May 19 2022 Day 348 James 3:1–5:20


Come now, you who say, “Today or tomorrow we will go to such and such a town and spend a year there, doing business and making money.” Yet you do not even know what tomorrow will bring.

Yes! What business do we have saying that tomorrow or next week or next year, we will do something in particular. My husband and I have learned this well. At one time, we were going to get jobs overseas with our family. We even tried it, with him taking an assignment in Iraq for six months. Alas, six weeks in, his office was ruined in a car bomb, so he returned home.

There was a time, probably 10 years ago when we thought we were going to try to retire early, buy a small RV, and travel the country. I even went so far as to buy him a beautiful guide book to all of the national parks. We’d even had our first trip planned. Then his parents’ health declined, and they moved across the country to live with us.

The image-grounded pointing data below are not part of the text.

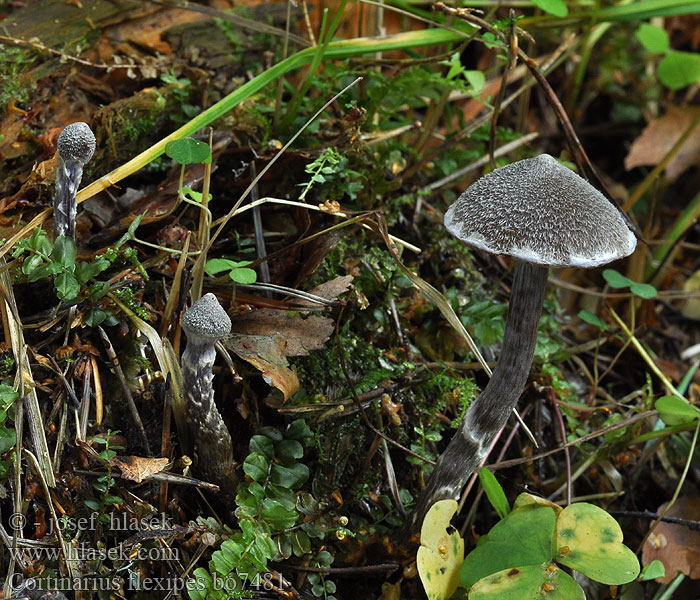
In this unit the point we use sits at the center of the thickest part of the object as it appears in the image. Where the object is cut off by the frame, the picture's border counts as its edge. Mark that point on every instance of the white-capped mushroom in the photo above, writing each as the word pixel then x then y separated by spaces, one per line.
pixel 76 145
pixel 542 214
pixel 205 323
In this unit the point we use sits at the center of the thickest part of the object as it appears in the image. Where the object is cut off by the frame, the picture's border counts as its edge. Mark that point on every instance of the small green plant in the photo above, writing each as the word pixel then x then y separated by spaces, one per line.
pixel 105 482
pixel 522 554
pixel 331 168
pixel 181 93
pixel 267 506
pixel 71 277
pixel 8 437
pixel 676 69
pixel 238 271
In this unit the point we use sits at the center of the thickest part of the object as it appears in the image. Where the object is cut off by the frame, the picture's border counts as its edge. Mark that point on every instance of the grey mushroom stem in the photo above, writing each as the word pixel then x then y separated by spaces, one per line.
pixel 489 412
pixel 76 145
pixel 205 323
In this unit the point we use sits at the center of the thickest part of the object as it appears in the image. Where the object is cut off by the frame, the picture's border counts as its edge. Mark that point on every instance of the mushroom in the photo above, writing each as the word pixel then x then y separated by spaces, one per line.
pixel 542 214
pixel 76 145
pixel 205 323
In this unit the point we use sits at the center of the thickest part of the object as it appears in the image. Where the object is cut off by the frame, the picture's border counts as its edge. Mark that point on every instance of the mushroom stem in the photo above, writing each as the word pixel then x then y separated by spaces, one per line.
pixel 64 206
pixel 204 324
pixel 489 412
pixel 76 145
pixel 211 435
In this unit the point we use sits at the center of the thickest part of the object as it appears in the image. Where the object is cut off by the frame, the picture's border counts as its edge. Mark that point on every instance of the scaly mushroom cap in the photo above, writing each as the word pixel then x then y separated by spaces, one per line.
pixel 76 143
pixel 539 211
pixel 206 319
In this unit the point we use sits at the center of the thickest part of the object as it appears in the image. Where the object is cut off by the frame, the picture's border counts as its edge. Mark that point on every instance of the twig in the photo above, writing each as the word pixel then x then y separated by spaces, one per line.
pixel 126 392
pixel 506 464
pixel 63 55
pixel 567 456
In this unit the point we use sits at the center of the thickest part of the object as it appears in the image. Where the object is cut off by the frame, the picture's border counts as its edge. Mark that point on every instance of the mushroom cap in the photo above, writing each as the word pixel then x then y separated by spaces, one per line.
pixel 538 211
pixel 206 319
pixel 76 143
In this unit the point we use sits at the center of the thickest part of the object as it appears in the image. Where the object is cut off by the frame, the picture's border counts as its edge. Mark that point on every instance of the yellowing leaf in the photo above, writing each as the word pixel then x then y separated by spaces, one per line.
pixel 441 552
pixel 590 540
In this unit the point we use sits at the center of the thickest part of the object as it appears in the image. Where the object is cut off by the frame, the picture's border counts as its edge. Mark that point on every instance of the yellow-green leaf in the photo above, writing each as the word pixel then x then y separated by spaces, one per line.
pixel 441 552
pixel 589 540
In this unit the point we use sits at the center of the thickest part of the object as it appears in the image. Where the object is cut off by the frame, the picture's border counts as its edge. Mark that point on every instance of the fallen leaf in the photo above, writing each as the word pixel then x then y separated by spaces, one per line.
pixel 676 546
pixel 137 468
pixel 441 552
pixel 659 136
pixel 301 334
pixel 266 353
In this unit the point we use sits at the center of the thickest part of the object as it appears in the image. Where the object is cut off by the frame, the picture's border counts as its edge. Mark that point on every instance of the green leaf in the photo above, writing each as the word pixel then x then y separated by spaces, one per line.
pixel 41 272
pixel 243 276
pixel 214 266
pixel 94 317
pixel 299 430
pixel 289 476
pixel 99 289
pixel 643 290
pixel 67 286
pixel 592 319
pixel 494 492
pixel 64 252
pixel 615 279
pixel 277 516
pixel 653 38
pixel 31 262
pixel 523 537
pixel 653 570
pixel 679 69
pixel 289 450
pixel 187 151
pixel 589 540
pixel 261 444
pixel 8 438
pixel 676 411
pixel 8 395
pixel 256 467
pixel 557 8
pixel 528 581
pixel 85 271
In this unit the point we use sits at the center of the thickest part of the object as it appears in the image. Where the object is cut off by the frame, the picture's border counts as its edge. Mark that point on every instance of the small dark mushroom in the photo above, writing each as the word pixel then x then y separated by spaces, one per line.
pixel 205 323
pixel 76 145
pixel 542 214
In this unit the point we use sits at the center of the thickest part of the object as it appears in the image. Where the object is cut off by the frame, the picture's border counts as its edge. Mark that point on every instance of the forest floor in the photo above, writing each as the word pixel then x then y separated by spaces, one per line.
pixel 333 138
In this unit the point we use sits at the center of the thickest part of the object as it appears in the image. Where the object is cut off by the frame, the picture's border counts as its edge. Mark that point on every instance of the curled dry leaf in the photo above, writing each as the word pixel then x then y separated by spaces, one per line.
pixel 302 334
pixel 676 546
pixel 137 468
pixel 659 136
pixel 266 353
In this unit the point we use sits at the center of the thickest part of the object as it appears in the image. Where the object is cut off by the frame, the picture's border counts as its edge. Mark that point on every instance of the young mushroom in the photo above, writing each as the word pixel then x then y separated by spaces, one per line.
pixel 205 323
pixel 542 214
pixel 76 145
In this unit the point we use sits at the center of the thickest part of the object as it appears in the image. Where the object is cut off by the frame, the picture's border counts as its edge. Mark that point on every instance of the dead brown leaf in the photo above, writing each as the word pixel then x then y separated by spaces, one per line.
pixel 676 546
pixel 301 334
pixel 266 353
pixel 659 136
pixel 329 290
pixel 137 468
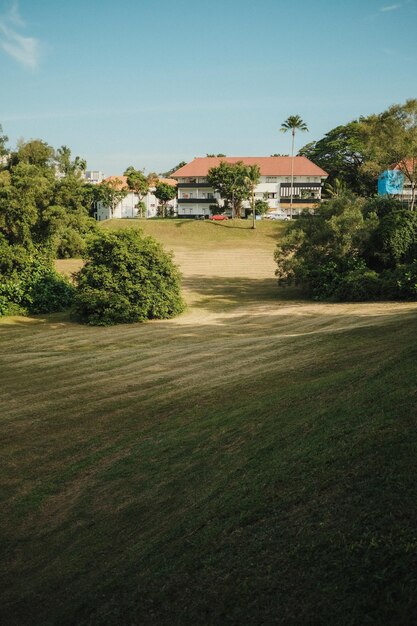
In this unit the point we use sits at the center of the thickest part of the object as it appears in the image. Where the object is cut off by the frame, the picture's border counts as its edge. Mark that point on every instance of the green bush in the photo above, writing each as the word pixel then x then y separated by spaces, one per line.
pixel 127 278
pixel 31 286
pixel 358 286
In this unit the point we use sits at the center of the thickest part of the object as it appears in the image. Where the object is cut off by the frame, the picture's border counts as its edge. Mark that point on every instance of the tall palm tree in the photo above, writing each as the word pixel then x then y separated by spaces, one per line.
pixel 293 123
pixel 252 177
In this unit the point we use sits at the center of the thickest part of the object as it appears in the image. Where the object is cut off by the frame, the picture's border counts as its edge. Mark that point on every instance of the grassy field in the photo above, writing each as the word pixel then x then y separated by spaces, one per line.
pixel 250 462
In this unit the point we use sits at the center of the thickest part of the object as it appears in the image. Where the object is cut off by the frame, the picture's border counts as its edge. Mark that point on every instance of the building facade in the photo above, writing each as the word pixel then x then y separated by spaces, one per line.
pixel 127 208
pixel 195 195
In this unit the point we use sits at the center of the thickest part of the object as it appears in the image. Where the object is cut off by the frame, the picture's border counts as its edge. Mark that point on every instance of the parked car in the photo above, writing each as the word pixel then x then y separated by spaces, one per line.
pixel 218 218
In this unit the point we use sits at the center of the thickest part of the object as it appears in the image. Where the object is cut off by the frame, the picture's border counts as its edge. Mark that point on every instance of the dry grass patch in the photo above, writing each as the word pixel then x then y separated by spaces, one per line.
pixel 250 461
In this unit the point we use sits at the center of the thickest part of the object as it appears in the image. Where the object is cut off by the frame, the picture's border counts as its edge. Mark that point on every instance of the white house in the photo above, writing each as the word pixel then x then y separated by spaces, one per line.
pixel 195 195
pixel 94 176
pixel 127 208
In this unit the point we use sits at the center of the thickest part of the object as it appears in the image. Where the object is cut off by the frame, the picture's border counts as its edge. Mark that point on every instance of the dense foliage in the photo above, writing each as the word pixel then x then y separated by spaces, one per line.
pixel 164 193
pixel 127 278
pixel 352 249
pixel 234 182
pixel 29 283
pixel 356 153
pixel 44 214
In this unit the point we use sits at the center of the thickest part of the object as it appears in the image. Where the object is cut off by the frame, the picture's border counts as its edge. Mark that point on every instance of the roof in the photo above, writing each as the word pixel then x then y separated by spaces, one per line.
pixel 120 182
pixel 406 164
pixel 269 166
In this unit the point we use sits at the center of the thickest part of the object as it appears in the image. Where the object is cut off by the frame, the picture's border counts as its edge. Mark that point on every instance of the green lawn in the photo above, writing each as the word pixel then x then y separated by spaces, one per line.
pixel 251 462
pixel 176 232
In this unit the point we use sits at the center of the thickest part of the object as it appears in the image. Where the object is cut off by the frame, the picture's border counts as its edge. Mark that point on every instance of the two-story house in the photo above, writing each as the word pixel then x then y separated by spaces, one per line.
pixel 195 195
pixel 127 207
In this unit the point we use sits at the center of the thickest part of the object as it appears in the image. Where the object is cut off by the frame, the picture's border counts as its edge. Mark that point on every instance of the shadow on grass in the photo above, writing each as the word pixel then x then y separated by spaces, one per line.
pixel 218 293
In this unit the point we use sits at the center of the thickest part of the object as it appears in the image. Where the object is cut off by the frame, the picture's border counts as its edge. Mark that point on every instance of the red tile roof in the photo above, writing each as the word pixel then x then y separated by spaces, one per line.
pixel 406 164
pixel 120 182
pixel 269 166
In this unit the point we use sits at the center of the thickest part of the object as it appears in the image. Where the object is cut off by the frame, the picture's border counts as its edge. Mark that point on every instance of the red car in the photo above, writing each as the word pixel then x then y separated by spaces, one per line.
pixel 218 218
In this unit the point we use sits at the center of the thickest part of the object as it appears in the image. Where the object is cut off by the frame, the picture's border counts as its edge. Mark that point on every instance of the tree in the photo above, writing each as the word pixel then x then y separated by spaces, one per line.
pixel 34 152
pixel 293 123
pixel 229 179
pixel 127 278
pixel 139 184
pixel 352 249
pixel 391 139
pixel 252 177
pixel 110 193
pixel 164 193
pixel 3 141
pixel 342 153
pixel 261 207
pixel 66 166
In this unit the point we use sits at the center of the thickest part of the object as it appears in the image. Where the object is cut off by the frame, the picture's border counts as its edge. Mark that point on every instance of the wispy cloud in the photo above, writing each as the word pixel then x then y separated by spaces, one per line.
pixel 25 50
pixel 390 7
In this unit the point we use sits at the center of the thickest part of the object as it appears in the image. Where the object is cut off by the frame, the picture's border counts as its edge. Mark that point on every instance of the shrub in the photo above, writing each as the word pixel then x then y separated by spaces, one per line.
pixel 359 286
pixel 127 278
pixel 30 284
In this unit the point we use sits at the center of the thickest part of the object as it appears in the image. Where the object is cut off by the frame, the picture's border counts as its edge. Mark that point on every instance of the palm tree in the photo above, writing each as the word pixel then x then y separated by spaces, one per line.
pixel 251 180
pixel 293 123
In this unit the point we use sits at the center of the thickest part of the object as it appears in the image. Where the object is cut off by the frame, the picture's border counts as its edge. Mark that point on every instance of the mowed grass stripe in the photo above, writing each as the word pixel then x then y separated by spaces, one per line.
pixel 251 461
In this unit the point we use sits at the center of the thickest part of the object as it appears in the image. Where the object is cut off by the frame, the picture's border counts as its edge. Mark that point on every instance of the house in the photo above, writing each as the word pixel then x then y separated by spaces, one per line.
pixel 127 208
pixel 195 194
pixel 93 176
pixel 406 171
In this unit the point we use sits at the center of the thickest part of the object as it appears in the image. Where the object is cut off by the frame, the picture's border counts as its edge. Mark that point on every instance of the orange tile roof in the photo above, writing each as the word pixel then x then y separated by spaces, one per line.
pixel 269 166
pixel 121 181
pixel 408 164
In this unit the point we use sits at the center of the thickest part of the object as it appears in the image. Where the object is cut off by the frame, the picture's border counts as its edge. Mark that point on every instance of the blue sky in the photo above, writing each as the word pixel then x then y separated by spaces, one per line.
pixel 150 83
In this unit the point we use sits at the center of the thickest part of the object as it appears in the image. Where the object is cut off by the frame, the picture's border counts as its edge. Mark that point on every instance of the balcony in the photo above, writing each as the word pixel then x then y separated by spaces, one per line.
pixel 192 185
pixel 196 200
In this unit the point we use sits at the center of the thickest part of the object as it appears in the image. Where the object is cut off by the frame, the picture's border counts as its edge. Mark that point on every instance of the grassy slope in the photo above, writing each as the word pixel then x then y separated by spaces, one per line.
pixel 252 462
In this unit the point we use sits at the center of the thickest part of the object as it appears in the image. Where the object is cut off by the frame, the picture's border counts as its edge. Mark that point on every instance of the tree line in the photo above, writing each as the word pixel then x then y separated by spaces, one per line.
pixel 46 213
pixel 357 245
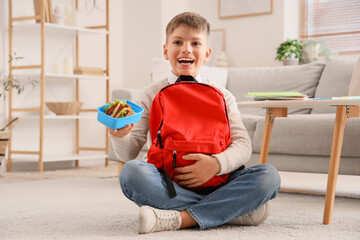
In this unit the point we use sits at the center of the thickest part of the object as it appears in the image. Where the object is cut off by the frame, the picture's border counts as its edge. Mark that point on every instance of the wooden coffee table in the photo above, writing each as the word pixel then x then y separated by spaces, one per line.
pixel 345 108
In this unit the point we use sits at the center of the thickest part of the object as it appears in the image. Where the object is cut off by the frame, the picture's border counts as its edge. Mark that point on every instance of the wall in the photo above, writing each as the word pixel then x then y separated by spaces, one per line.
pixel 250 41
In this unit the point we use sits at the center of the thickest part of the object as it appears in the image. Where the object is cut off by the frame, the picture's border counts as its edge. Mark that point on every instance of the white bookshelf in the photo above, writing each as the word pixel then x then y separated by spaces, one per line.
pixel 59 157
pixel 52 34
pixel 51 28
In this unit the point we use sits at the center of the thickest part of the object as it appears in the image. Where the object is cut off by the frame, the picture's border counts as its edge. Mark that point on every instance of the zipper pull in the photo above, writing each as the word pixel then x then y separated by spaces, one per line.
pixel 174 158
pixel 158 141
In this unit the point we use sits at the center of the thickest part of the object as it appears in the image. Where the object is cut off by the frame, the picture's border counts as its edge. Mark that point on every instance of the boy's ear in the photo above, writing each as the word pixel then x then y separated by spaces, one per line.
pixel 207 55
pixel 165 52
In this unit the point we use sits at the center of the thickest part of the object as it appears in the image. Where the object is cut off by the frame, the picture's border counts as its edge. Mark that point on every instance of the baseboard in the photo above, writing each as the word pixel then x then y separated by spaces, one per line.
pixel 315 183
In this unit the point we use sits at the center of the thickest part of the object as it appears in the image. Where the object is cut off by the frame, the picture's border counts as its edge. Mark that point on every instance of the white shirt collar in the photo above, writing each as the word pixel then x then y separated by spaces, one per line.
pixel 172 78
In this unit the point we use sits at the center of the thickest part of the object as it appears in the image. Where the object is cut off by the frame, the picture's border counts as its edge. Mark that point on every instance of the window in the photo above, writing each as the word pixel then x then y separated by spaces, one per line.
pixel 334 22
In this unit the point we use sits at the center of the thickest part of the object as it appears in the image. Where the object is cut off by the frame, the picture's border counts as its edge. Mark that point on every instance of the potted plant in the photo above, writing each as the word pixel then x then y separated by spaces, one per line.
pixel 289 52
pixel 8 81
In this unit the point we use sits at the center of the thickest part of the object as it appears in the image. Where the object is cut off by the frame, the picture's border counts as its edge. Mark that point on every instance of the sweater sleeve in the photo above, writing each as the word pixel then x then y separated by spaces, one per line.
pixel 239 150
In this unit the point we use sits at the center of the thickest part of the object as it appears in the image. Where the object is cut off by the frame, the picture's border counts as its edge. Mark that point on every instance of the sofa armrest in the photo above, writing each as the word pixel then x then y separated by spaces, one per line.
pixel 125 93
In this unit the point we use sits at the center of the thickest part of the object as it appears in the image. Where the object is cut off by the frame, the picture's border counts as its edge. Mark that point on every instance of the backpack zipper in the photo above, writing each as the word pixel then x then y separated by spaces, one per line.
pixel 158 136
pixel 174 158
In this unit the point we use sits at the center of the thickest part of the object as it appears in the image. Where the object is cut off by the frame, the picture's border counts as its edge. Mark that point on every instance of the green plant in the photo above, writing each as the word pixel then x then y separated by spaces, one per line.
pixel 289 49
pixel 10 81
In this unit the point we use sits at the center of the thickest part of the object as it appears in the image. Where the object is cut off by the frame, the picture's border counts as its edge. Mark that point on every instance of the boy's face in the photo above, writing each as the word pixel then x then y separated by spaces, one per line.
pixel 186 49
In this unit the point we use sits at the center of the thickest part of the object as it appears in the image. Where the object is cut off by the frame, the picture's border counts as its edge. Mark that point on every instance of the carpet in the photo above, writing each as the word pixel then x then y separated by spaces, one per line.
pixel 85 204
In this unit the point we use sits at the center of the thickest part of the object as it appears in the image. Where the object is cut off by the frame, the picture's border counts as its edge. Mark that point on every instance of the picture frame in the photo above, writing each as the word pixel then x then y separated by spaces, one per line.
pixel 244 8
pixel 217 44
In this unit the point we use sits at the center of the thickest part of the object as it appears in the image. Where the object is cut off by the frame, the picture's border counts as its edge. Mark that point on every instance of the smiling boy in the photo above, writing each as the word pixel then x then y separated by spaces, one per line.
pixel 242 200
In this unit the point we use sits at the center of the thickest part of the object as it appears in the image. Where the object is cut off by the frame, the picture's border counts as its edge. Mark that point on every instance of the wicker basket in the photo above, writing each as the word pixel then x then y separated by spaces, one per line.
pixel 4 141
pixel 64 108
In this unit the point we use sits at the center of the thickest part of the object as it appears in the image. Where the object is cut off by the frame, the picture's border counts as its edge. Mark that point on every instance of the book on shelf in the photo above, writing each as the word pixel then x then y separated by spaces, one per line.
pixel 261 96
pixel 89 71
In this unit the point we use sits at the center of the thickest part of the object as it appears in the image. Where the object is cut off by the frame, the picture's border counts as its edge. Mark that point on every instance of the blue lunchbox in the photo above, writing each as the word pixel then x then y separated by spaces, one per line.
pixel 116 123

Next we thought we were going to sell our big expensive things that tied us down, like house and car, and move into an apartment in downtown Portland. We even did it for about 3 months. Then schizophrenia happened. We moved out of the apartment, bought a house and car and settled down for the long haul in Portland. Then I lost my job and ministry.

So here we sit, across the country in Pittsburgh, with a multi-family home and a car and with our loved one living upstairs. We are even contemplating purchasing another former grand home to renovate and rent for below-market in this lovely, if not tired community.

And yet, I have zero confidence that our ‘plans’ for the future will turn out as we’ve imagined; none of our plans so far have. This letter to Timothy continues, suggesting that instead of us stating our plans, we should open each plan with ‘If the Lord wishes, we will do this or that’. Isn’t that the truth?

I haven’t quite gotten to the place where I hand it over to God’s will. I know it’s true, but it’s so removed and ethereal. What’s been easier for me is to acknowledge the illness in my house. The significant brain disorder we live with is capricious and arbitrary. Nothing is certain in our circumstances because nothing is certain in our loved one’s. It’s easy to realize that our future is not set, looking at our loved one. And yet, behind the illness, behind the job loss, behind the ill parents, God is ultimately in control.

Although the changes haven’t always been easy, each time, we’ve landed well. That, I absolutely ascribe to God.

This morning, I’m thinking about ascribing to God my entire future. Sure, I have thoughts about what’s happening next, but it’s all ultimately up to God. Sometimes it’s easier to be a passenger anyway.